Non basta mai, perché da utile è diventato indispensabile, superando la sua normale collocazione e funzione di sinergico, complementare e sussidiario allo Stato. Il Volontariato. La legislazione – e la burocrazia che si porta appresso- sta facendo somigliare sempre di più il volontario ad un lavoratore e le associazioni di volontariato a delle imprese. La burocrazia taglia le ali al volontariato che fatica a mantenere la propria autonomia all’interno delle istituzioni che, a loro volta, non possono più farne a meno. La figura del volontario si snatura e da scelta libera diventa, anche per le associazioni, un impegno costante all’interno di un meccanismo (sostanzialmente quello statale) che rischia di fargli perdere la libertà che lo contraddistingue. Non da ultimo, questo assorbimento del volontariato in seno all’istituzione lo carica di adempimenti burocratici che rendono difficoltosa la gestione dei progetti, che è poi il vero mandato del volontariato. Insomma, la sua importanza e indispensabilità, potrebbe essere per il Volontariato la causa della sua stessa crisi. Anche se le statistiche nazionali lo danno in aumento dell’11% e con esso anche il numero delle Associazioni.

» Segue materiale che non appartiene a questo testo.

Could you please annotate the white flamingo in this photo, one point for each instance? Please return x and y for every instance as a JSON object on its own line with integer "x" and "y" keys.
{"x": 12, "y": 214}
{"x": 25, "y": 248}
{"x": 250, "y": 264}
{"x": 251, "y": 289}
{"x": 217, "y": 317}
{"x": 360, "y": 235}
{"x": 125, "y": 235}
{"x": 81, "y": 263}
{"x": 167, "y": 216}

Aumentano le donne che fanno volontariato e qualche volta il volontariato si è rivelato una strada di accesso ad un posto di lavoro. Ma non per tutte; tra le Associazioni c’è chi lamenta un calo dei volontari; dei giovani perché studiano nelle grandi città e ritornano poco a casa, dei lavoratori perché il posto di lavoro oggi è più esigente che in altri tempi e dei pensionati. No, quelli no. Burocrazia asfissiante e età avanzata dei volontari sono i due punti su cui i nostri interlocutori fanno fronte comune. L’età del volontario è avanzatissima; si lavora fino a tarda età e a tarda età – con anche tutte le normali limitazioni del caso – si va a fare un po’ di volontariato. Ci accorgiamo che le Associazioni che vivono queste situazioni e che cominciano ad avere il fiato corto iniziano a vedere intaccato anche il valore e le ragioni delle scelte.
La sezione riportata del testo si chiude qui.